How much do I love the Counter? After a year, I'm still counting the ways
While talking with Tom Ryan, the man behind Smashburger, I heard how the original Smashburger service model — in which customers wrote down exactly what they wanted on their burgers by checking boxes on a sushi bar-style paper menu — was abandoned rather quickly once the company realized that a) a simple, straightforward menu with a few basic options worked better in a fast-casual environment, and b) no one liked filling out paperwork just to get lunch.
But at the Counter, the "Build Your Own Burger," paper-menu-and-golf-pencil system has been one of the draws since the place opened last August in the Vistas at Park Meadows. Letting diners custom-build their burgers has allowed the Counter to set itself apart in this already burger-heavy town. The toppings are high-end — horseradish cheddar, dried cranberries, hard-boiled egg, imported peppers and more than a dozen scratch-made sauces — and the almost infinite possibilities keep people coming back.
I'm one of those people. Occasionally, I'm willing to go through a little additional hassle and pay a little more money in order to score a serious burger several steps beyond the standard 1/3-pound, cheese-and-basics served almost everywhere else.

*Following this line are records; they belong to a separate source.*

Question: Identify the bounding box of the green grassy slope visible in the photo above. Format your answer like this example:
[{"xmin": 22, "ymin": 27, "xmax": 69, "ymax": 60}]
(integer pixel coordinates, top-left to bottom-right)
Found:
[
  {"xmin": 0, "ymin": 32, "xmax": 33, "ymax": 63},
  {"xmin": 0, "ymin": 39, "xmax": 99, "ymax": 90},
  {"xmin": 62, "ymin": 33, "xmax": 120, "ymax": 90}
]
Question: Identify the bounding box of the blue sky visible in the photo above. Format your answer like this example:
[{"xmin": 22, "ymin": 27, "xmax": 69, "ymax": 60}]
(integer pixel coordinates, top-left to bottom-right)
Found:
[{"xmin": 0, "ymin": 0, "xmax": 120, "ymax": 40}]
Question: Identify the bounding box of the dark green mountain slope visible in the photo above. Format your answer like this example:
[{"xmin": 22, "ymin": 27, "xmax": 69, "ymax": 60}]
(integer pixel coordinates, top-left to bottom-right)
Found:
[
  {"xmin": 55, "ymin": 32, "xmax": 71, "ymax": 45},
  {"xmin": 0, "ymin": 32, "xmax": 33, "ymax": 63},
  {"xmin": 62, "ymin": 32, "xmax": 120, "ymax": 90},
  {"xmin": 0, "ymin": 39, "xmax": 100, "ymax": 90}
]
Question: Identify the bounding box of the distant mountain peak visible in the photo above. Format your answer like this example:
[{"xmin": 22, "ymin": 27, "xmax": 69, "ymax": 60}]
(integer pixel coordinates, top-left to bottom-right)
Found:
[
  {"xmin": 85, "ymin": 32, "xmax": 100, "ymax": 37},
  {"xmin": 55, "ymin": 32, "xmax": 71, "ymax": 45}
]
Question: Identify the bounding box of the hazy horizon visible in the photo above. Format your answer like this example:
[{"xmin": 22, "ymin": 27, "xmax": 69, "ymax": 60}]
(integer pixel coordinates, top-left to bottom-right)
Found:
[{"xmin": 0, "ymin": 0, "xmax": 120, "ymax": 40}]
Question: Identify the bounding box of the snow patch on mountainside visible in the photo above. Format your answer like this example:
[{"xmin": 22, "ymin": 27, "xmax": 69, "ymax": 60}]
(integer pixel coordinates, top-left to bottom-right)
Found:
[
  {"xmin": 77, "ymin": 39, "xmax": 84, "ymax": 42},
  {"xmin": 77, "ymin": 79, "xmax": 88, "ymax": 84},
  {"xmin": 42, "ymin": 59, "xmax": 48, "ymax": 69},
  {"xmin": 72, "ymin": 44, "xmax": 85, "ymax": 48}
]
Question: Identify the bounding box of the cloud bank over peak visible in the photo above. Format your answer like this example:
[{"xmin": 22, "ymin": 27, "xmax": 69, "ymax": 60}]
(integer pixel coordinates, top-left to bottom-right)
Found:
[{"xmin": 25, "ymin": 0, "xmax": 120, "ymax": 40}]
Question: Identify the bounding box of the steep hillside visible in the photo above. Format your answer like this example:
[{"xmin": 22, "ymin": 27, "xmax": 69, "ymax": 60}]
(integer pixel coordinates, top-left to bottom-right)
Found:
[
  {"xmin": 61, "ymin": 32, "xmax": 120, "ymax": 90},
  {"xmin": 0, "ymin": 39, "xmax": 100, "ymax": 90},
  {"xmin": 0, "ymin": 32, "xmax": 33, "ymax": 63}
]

For example, last week when I visited the Counter (which I first reviewed in November 2008), I went for the 2/3-pound all-natural Angus patty, cooked a nicely bloody medium-rare, with horseradish cheddar, thin-sliced Bermuda red onions, thick-cut slabs of honey-cured bacon and horseradish mustard — a cheeseburger designed by me and delivered to me at the bar exactly in accordance with my specifications.
Every now and again, I like that kind of power. I like the responsibility that goes with it. I like being the captain of my own cheeseburger destiny. I was even okay with paying a couple bucks over the normal bar-room price (for a total of about eleven) to get exactly what I wanted, because when my burger arrived, it was a real burger, a big, heavy, serious hunk of meat with some weight to it, bearing the hallmarks of a kitchen that really knows what it's doing.
No, it's not the kind of burger I'd go for every day. It's not the kind of thing I could conceive of eating for lunch if I had any other plans for the rest of the day. But a year out from its momentous opening at Park Meadows, the Counter is sticking to its guns and offering an burger experience that makes a worthy, occasional detour from your standard, workaday cheeseburger operations.